近頃、高校野球も人気が下降気味だというので、夏の大会サポーターである朝日新聞社が躍起になっている。筆者は野球大好き人間ではあるが、何時の頃からか高校野球からはひいてしまった。何故なら、余りにも新聞販売促進の道具にされる度合いが酷くなったからである。スポーツ面はともかく、1面、社会面、地方版までべったり高校野球で、どれもが美談仕立て、偽善的でうんざりなのだ。
開会式の中継は、それでも全編しっかり見た。晴天の甲子園で何よりだった。ミリタリー調で怒鳴るだけだった選手宣誓も、今年の小倉凌クン(福井商)は平明な喋り言葉で述べて聴きやすかったし、祝辞や挨拶の類いも長すぎず良かったと思う。ところが、である。いよいよ式の終わりに近くなって大チョンボのポンポコリンだ。
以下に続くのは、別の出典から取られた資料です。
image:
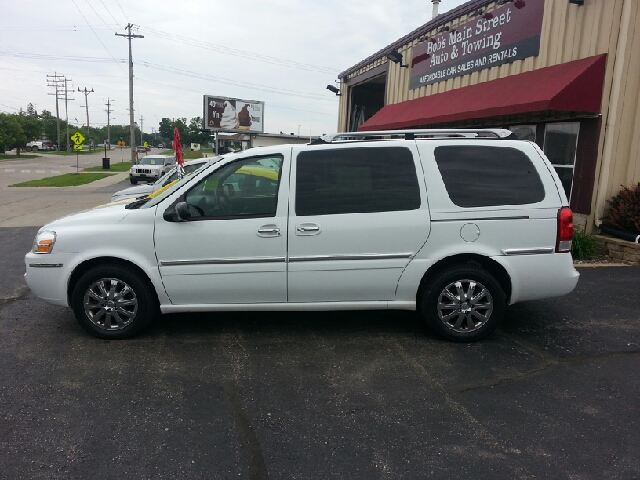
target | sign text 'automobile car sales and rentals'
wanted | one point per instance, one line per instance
(508, 33)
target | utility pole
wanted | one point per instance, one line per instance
(108, 104)
(132, 128)
(56, 83)
(86, 104)
(66, 107)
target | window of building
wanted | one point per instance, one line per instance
(477, 176)
(524, 132)
(356, 180)
(560, 144)
(366, 99)
(247, 188)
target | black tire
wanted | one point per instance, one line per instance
(128, 306)
(466, 319)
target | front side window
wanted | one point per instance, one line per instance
(151, 161)
(482, 176)
(247, 188)
(560, 144)
(356, 180)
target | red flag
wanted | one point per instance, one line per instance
(177, 147)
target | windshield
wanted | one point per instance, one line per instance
(151, 161)
(154, 201)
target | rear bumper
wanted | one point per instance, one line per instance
(535, 277)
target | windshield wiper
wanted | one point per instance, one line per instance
(137, 203)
空から何やら落ちてきたのであるが、それは野球のボールだった。朝日新聞の某氏だかが「してやったり」と思ったに違いないのだが、始球式に使う球を空から落下させるアイデアは、オリンピックなどでもよく使われる手でわからぬでもないが、これについていたのがヒラヒラ尻尾つき朝日新聞の旭日社旗! ダサいったらない。
せめて、球につけるなら高校野球の大会旗だ。どこまで「朝日、朝日」とやればすむのか。頭上の社旗を拝んで有難がれってか。今年から夏の大会も毎日新聞が後援することになったとアナウンスしているのだから、このズレに気付かない脳足りんは噴飯ものである。